As Bezos explained in his Medium post, "Any personal embarrassment AMI could cause me takes a back seat because there’s a much more important matter involved here. If in my position I can’t stand up to this kind of extortion, how many people can?"
It's rare that a billionaire, particularly one whose own business maneuvers have come under public scrutiny, comes to represent the "little guy" but in this case, Bezos' refusal to be intimidated counts as a win for many who have found themselves victims of "revenge porn."
According to a study published by Data & Society Research Institute, about 1 in 25 Americans have been threatened with or been victims of nonconsensual image searching (or revenge porn). Victims often have little recourse to have the images removed once they have been posted online.

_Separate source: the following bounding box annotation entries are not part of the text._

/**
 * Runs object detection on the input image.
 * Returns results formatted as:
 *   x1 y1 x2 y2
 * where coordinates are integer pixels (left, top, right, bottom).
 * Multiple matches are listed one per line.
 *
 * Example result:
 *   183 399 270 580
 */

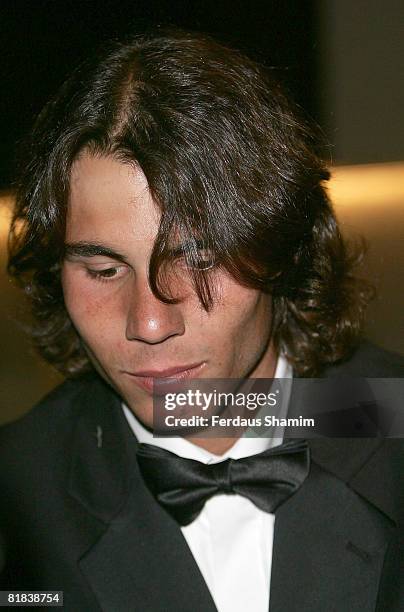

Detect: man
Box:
0 32 404 612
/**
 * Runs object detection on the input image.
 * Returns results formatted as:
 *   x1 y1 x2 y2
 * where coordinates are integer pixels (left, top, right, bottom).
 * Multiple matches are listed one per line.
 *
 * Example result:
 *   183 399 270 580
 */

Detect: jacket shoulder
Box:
324 341 404 378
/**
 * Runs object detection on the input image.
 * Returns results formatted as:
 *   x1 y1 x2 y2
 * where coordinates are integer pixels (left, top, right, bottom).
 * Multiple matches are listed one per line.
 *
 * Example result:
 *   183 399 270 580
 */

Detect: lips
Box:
125 362 205 395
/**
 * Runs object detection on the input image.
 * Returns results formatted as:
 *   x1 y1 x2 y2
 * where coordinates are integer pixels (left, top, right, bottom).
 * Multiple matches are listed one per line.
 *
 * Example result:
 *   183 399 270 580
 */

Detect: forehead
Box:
66 153 160 243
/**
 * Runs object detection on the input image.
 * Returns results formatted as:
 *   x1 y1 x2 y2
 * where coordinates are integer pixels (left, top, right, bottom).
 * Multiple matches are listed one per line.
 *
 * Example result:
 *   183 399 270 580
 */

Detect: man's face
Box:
62 154 275 427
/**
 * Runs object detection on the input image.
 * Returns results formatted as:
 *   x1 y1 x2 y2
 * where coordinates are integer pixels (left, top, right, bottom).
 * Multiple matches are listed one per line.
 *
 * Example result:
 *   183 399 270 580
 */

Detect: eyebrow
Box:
64 240 210 263
64 242 128 263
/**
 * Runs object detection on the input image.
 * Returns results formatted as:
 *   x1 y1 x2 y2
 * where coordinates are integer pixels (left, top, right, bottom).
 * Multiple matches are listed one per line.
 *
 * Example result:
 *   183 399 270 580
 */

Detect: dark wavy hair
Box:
8 31 369 376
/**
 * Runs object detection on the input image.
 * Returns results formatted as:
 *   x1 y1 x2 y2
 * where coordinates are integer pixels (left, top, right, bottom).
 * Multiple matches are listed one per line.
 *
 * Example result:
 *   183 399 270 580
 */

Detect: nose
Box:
126 281 185 344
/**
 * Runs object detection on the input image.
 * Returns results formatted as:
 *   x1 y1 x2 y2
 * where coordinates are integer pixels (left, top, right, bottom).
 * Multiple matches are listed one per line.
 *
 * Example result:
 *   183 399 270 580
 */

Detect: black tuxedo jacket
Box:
0 344 404 612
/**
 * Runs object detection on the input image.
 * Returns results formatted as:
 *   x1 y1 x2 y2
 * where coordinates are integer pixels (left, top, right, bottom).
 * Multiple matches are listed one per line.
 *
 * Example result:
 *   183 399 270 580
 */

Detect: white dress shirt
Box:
123 356 292 612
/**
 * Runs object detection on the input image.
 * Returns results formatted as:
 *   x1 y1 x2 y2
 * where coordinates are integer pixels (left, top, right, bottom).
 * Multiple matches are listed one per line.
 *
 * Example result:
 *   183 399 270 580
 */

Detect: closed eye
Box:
86 265 128 282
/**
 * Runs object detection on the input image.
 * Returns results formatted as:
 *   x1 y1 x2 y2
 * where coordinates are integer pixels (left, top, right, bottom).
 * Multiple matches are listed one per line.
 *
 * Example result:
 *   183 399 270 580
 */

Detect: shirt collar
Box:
122 354 293 463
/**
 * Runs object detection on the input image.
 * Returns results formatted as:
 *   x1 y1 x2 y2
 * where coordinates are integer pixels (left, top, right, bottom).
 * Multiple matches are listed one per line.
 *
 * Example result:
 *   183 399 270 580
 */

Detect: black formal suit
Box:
0 344 404 612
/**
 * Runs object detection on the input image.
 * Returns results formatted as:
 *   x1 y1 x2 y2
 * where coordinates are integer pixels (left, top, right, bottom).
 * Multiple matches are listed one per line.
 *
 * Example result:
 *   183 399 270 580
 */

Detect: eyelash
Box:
86 266 124 283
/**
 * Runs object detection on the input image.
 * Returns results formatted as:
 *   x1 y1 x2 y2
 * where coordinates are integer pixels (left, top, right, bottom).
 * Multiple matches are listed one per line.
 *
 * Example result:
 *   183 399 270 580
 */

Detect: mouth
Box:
124 361 206 395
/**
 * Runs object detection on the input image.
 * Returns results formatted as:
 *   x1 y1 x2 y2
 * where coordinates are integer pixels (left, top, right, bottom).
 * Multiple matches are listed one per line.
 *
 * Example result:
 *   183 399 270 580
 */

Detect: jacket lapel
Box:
70 382 216 612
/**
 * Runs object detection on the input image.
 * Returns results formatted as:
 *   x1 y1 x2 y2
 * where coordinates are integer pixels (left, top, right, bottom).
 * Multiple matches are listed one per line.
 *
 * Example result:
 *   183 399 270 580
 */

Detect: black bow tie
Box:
137 440 310 525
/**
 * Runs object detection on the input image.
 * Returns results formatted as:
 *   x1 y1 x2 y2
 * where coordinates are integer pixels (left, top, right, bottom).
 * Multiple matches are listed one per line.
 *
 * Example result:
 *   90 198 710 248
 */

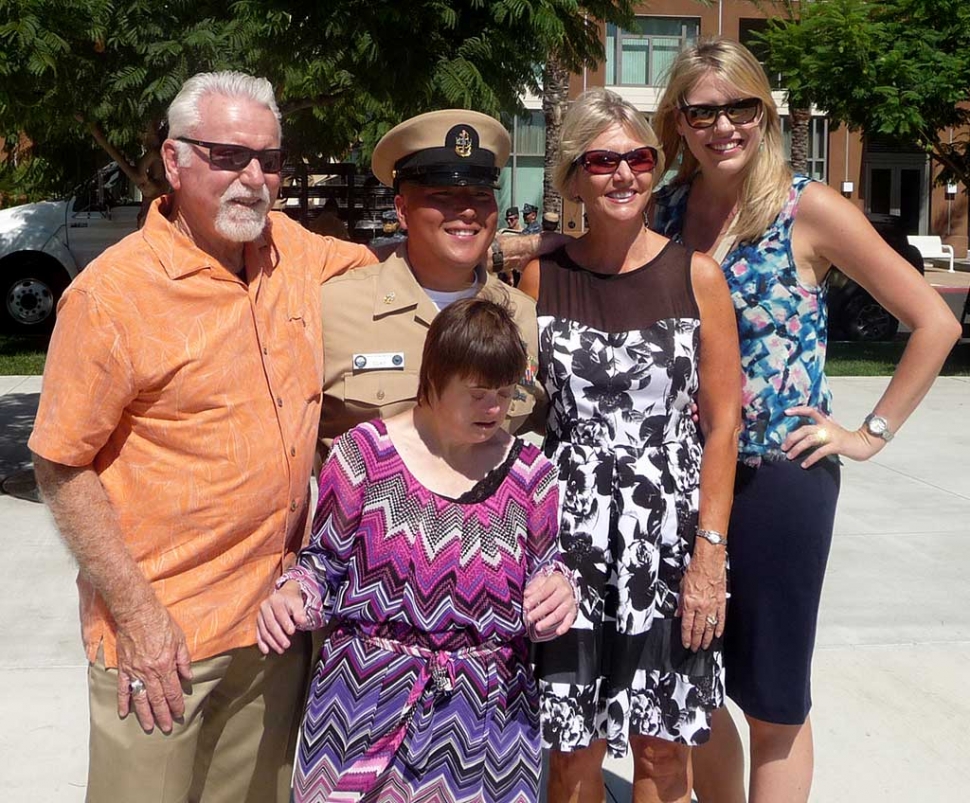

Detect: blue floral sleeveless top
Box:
653 176 832 465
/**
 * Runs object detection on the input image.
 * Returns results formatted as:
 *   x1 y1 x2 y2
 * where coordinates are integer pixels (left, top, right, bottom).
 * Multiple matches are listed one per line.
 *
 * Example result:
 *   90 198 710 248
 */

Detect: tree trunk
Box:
542 54 569 220
788 108 812 175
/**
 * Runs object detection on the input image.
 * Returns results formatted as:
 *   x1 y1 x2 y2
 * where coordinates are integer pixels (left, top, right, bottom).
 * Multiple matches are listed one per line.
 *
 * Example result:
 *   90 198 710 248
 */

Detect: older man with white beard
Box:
30 73 374 803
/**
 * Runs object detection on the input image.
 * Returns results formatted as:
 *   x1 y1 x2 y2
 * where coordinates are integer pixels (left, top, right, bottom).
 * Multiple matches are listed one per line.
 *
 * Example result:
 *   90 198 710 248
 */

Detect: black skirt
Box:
724 458 840 725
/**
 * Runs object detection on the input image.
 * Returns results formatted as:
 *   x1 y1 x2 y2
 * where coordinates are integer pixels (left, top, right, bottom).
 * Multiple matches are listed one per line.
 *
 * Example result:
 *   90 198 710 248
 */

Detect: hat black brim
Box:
394 165 499 190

In 2017, Time Magazine spoke with Reg Harnish, the CEO of cyber-risk assessment firm Grey Castle Security who explained, “There are literally hundreds of things working against an individual working to remove a specific piece of content from the internet. It’s almost impossible.”
And victims who try to get help from law enforcement often face judgement about having taken nude photos in the first place. This is despite the fact that a 2016 study found that of nearly 6,000 adults surveyed 16% had sent a sexual photo. In an era of near-constant internet connectivity and camera access, the practice has become a part of contemporary dating for many people. In a separate by Purdue University, it was reported that 80% of 21 year olds had sent a sext and that 46% had sent a nude selfie.
Despite the ubiquity of the practice, when these images land in the wrong hands, the results can still wreak havoc on the lives of senders, particularly women, who are the most likely to be shamed in the media. And so until the legislation can keep up with the technology, the voices of people like Bezos remain an important and necessary weapon in the arsenal of advocates and of the many people who have had their lives damaged by revenge porn.